Elissa further advises that, in addition to the aforementioned stock option grants to Primoris and Equity, it will also grant incentive stock options to certain of its directors, officers and consultants entitling them to purchase up to 190,000 common shares of Elissa at a price of CDN$0.15 per share for a period of five years from the date of issuance. Details of the options being granted and the agreements with Primoris and Equity are set forth in the Company’s filing statement dated January 27, 2016 available on SEDAR at www.sedar.com.

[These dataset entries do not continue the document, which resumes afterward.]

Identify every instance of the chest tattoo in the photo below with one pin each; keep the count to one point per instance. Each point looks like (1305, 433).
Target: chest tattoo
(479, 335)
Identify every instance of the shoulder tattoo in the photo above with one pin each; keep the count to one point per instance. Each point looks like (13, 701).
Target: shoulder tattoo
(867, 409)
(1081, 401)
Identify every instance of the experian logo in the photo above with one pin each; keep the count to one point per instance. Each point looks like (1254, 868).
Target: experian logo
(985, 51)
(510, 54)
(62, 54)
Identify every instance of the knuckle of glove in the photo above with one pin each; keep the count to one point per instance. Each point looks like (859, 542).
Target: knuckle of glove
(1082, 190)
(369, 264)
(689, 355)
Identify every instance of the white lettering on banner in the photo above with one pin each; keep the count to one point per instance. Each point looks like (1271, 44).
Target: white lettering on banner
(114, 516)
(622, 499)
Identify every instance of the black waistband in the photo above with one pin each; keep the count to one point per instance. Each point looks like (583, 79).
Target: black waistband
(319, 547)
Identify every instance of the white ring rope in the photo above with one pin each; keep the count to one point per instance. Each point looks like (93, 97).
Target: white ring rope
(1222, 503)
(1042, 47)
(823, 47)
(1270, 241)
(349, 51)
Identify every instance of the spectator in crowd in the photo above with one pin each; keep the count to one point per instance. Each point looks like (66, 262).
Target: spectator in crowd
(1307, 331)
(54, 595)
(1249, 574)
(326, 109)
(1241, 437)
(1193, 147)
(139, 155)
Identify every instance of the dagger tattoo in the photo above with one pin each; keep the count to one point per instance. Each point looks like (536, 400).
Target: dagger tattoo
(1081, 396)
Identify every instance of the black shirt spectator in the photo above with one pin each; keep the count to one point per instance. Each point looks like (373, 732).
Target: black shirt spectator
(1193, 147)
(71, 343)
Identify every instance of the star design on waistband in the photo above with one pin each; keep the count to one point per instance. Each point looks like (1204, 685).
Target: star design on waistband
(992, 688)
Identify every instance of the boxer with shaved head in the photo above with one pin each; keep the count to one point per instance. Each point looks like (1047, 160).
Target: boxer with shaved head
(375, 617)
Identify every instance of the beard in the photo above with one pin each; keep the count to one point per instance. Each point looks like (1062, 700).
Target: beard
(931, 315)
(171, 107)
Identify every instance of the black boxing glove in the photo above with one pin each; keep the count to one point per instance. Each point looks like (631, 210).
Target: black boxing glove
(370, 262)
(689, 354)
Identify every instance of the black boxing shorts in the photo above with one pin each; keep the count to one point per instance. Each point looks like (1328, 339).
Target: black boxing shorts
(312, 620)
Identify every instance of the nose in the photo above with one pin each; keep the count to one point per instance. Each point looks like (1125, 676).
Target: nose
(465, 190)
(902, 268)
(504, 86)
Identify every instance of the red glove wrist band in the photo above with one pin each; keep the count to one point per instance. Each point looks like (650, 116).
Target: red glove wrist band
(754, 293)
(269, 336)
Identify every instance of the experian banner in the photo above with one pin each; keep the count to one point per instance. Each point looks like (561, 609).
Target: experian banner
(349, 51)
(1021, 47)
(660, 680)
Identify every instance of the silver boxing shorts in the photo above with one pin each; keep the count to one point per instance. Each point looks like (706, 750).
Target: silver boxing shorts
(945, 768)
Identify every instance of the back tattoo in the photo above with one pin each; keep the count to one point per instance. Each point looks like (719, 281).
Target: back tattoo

On behalf of the Boards of Directors
Elissa Resources Ltd.
Paul McKenzie, President & CEO
Spectrum Optix Inc.
John Daugela, President & CEO
+1 (604) 669 – 7330
Forward Looking Statements
This press release contains forward-looking information and forward-looking statements within the meaning of applicable securities laws, including, but not limited to, statements with respect to expectations concerning the development of the proof of concept prototype and the success of investor and media relations programs relating to Spectrum’s technologies. The reader is cautioned that forward looking statements are not guarantees of future performance and involve known and unknown risks, uncertainties, assumptions and other factors which are difficult to predict and that may cause actual results or events to differ materially from those anticipated in such forward looking statements. Forward looking statements are based on the then current expectations, beliefs, assumptions, estimates and forecasts about the business and the industry and markets in which the Companies operate and are qualified in their entirety by the inherent risks and uncertainties surrounding future expectations, including, among others, that: they may not have access to financing on acceptable terms or at all in order to exercise the options under the Elissa’s formal agreement with Spectrum and its shareholders; it may not receive all necessary regulatory and shareholder approvals; or the conditions to Elissa’s options to acquire Spectrum shares may not be otherwise satisfied; and other risks inherent with the patent process, transactions of this type and development of new technologies or the business of Spectrum and/or Elissa. Such forward looking statements should therefore be construed in light of such factors. Other than in accordance with its legal or regulatory obligations, Elissa is not under any obligation and it expressly disclaims any intention or obligation to update or revise any forward looking statements, whether as a result of new information, future events or otherwise.
Completion of Elissa’s change of business (the “COB”) is subject to a number of conditions, including Exchange acceptance and disinterested shareholder approval. The COB cannot close until the required shareholder approval is obtained. There can be no assurance that the COB will be completed as proposed or at all. Investors are cautioned that, except as disclosed in the filing statement to be prepared in connection with the COB, any information released or received with respect to the Change of Business may not be accurate or complete and should not be relied upon. Trading in the securities of Elissa should be considered highly speculative. The TSX Venture Exchange has in no way passed upon the merits of the proposed transaction and has neither approved nor disapproved the contents of this press release.
Neither the TSX Venture Exchange nor its Regulation Services Provider (as that term is defined in the policies of the TSX Venture Exchange) accepts responsibility for the adequacy or accuracy of this news release.